Prague 1978-his breakthrough success.
The short film Guernica (based on a novel by Antonije Isakovic), which was his thesis, earned him the top prize at the Karlovy Vary international festival. Looking back at it today, it seems to have a lot in common with the almost grotesque surrealism of directors of the new wave such as Juraj Herz and Jaromil Jireš. The film tells the story of a Jewish boy who confronts his fear of antisemitism. The father takes him to the Exposition Universelle in Paris, where he discovers the famous Picasso painting. “They only want to examine us because we have big noses,” the father says reassuringly. When his family are taken away, the child remains at home alone, and whilst browsing the family photos he cuts out all the noses. He then sticks them all together and names his work Guernica.
Among his works, it is the one in which the infuence of his period in Prague is most noticeable in his art. In spite of this, in the following years, Kusturica managed to develop and perfect the unmistakable style which made him famous.
Besides Jiri Menzel, the most important figure for the professional development, has been the director Otakar Vàvra, who reached his hundredth birthday this year, and has even been called “the father of Czech cinema”. Last July in Prague, Kusturica decided to meet his old Famu teacher and he presented him with a career achievement award. “Professor Vàvra,” he stated, “represents everything that happened at the beginning of my career. If I learnt exactly how to make a film, I owe it to him”.

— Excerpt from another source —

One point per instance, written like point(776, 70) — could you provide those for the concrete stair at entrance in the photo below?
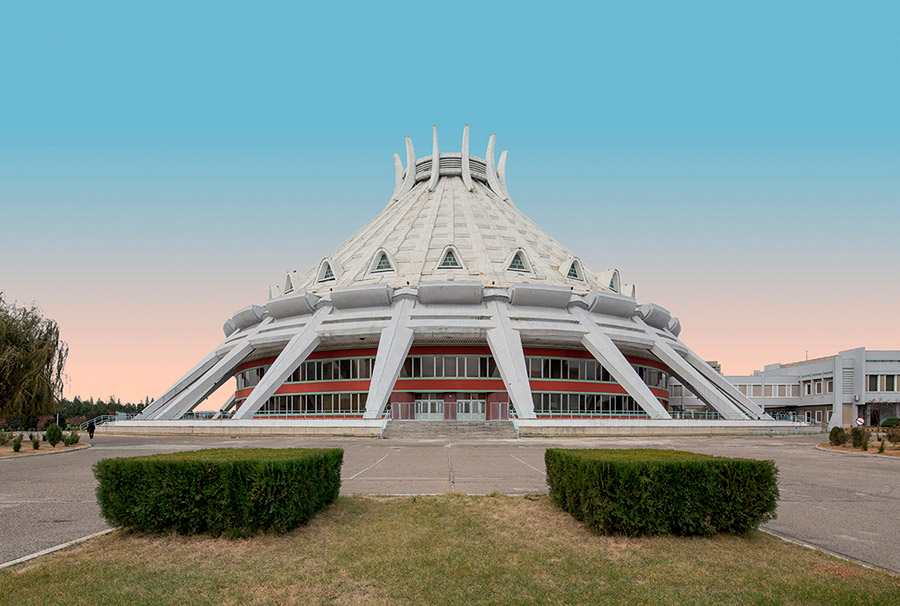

Kusturica may also thank Vavra for having introduced him to Miloš Forman. Thanks to the relationship with the director of “Amadeus” he had the chance to give direction courses at the film department of Columbia University. Then with the contribution of american capital, it was possible for him to film “Time of the Gypsies”, in 1989, managing even to direct Arizona Dream with Johnny Depp and Faye Dunaway, which was his first and probably last american film.
The serbian composer Goran Bregovic, who composed the soundtracks of “Time of the Gypsies”, (1989) and Arizona Dream (1993) and “Underground” (Palme d’or) in Cannes in 1995), stated “Kusturica comes from the Prague film school in which it was thought that music was only necessary in bad films as if were orthopedic support. Later, also his vision of music changed. He too has a background as a punk rocker in Sarajevo, and has always loved a certain type of music which has a strong impact.

The Keys to the city, a live goose and a great applause
By now many years have passed since Kusturica, a young university student, spent his evenings having fun drinking and chatting at manes. He stayed in a student house in Prague 2, at Hlávkova kolej, and probably never imagined that this city would one day welcome him in such a triumphant manner. This is however, exactly what happened last July, when the major of the city Bohuslav Svoboda, presented him with the keys of the city. It was shortly after some friends and admirers gifted him with a live goose in a basket, paying homage to a scene from the famous, unforgettable “Black Cat, White Cat”.
Kusturica repaid them for the gesture in his way, performing in the “Summer night Dream festival”, alongside his band The No Smoking Orchestra, on a stage floating on the Moldava. Prague, on a colourful, night lit up with fireworks, and countless rounds of enthusiastic applause demonstrated that they have not forgotten him.